Emeralds are case in point. Falling into the Type III category (always included), you cannot compare an Emerald’s clarity with any other gem. Large eye-clean Emeralds are extremely rare. And if you couldn’t accept any visible inclusions, you would always be limited to very small stones. Yet, as one of the 4 precious gemstones, Emeralds still remain some of the most sought-after (and expensive) gems regardless of the stone’s inherent flaws.
Ah, carat—a term we are sure that you are not unfamiliar with. But do you know what you’re really saying when you express your wishes for a 5-carat diamond ring? Nope, the carat of a diamond doesn’t actually refer to the size of the stone, it refers to the weight. Sure, the two are often congruent, but not always.

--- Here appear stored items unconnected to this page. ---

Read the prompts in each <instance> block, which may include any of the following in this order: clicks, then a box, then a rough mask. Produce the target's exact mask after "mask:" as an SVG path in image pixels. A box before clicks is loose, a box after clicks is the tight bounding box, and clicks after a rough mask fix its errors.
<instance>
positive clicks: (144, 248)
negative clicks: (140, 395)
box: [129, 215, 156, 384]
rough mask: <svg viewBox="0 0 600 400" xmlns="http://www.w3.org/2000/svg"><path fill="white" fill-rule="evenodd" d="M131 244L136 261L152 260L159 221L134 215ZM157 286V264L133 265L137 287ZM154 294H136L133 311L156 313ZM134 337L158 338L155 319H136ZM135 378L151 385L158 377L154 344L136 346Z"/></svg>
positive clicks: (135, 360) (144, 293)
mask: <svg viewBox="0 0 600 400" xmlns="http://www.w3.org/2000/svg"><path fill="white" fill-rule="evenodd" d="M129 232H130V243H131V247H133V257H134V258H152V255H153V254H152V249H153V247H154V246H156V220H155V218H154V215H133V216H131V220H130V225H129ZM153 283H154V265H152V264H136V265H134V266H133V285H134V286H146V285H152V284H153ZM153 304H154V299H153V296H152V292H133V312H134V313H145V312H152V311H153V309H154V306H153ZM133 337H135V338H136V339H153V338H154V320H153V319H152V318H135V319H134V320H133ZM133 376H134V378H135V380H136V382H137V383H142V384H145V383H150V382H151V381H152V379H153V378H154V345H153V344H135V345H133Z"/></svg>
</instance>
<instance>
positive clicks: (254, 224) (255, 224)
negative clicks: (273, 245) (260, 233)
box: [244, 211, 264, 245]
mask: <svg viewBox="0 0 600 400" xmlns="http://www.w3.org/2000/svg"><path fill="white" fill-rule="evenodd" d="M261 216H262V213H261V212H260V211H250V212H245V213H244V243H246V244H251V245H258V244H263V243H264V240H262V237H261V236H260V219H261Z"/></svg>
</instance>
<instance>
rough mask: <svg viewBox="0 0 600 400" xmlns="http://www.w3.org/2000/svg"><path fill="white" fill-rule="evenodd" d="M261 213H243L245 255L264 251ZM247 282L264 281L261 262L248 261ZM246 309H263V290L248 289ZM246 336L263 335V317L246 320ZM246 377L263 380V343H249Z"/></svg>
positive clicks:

A stone with a larger weight may actually look larger than the carat suggests due to the dimensions—which are measured in millimeters.
Carat is a measurement of weight used specifically for diamonds and other gemstones. One carat is equal to 200 milligrams and is subdivided into 100 points. This allows for very precise measuring to the hundredth decimal place. And because the weight of the diamond impacts its value enormously, every decimal place counts.

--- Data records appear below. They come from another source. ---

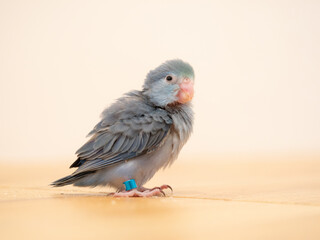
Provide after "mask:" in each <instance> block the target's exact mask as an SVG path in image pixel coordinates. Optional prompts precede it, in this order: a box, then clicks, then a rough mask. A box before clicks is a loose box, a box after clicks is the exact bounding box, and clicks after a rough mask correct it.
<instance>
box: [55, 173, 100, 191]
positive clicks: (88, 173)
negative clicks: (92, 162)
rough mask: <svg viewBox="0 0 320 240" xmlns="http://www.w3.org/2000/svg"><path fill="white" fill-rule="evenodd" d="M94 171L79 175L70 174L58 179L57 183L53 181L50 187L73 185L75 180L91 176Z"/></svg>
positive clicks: (75, 181) (75, 180)
mask: <svg viewBox="0 0 320 240" xmlns="http://www.w3.org/2000/svg"><path fill="white" fill-rule="evenodd" d="M95 172H96V171H86V172H80V173H76V174H71V175H69V176H66V177H63V178H60V179H58V180H57V181H54V182H53V183H51V186H53V187H62V186H65V185H69V184H73V183H75V182H76V181H77V180H79V179H81V178H83V177H85V176H87V175H89V174H91V173H95Z"/></svg>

Naturally, the larger the diamond, the more expensive it is. This increase isn’t always linear, and a diamond that is double the size of another can be more than four times the price. The carat of a diamond also impacts how the cut, color, and clarity impact the price of the stone. For example, a flawless 2-carat diamond is a lot rarer (and a lot more expensive) than a 1-carat flawless diamond.
But where does “carat” come from? The term is derived from the word “carob”, because, according to ancient history, carob seeds were used as a reference for diamond weight and diamond grading. The measurement unit may have originally been used for diamonds, but today it can be used for all precious gemstones. However, the price difference between gems of different weights is very rarely as significant as that between different diamond weights.
Sparkle? Transparency? Perfection? Or size? Some have it all, however, most of us have to pick wisely. They’re still all our best friends, though.
Frequently asked questions about the 4Cs
Diamonds are sold by weight (carat), not size. A five-carat diamond weighs one gram. But it’s the cut and quality of the diamond that will determine the actual and apparent size, as well as its brightness. As a reference, though, a five-carat brilliant round cut diamond (the most popular diamond shape) will have a diameter of approximately 11mm, covering almost 70% of the average woman’s finger space. To put that in perspective, the average engagement ring size is 6.5mm for a one-carat brilliant round cut.
The 4 Cs of diamonds refer to cut, color, clarity, and carat. The combination of these factors affects diamond ratings and is strictly assessed by the GIA. Cut affects the stone’s sparkle. Color affects the stone’s transparency. Clarity determines the presence of flaws. And carat is a measure of the stone’s weight. See our guide to the 4Cs of diamonds for more information about gem grading.
The 4 C’s of diamonds refer to cut, color, clarity and carat. Carat refers to the weight of the diamond and is the most common way to describe the gemstone. But cut is arguably the most important characteristic. The cut of the diamond refers to how the stone reflects light. And ultimately, it determines how sparkly the stone is.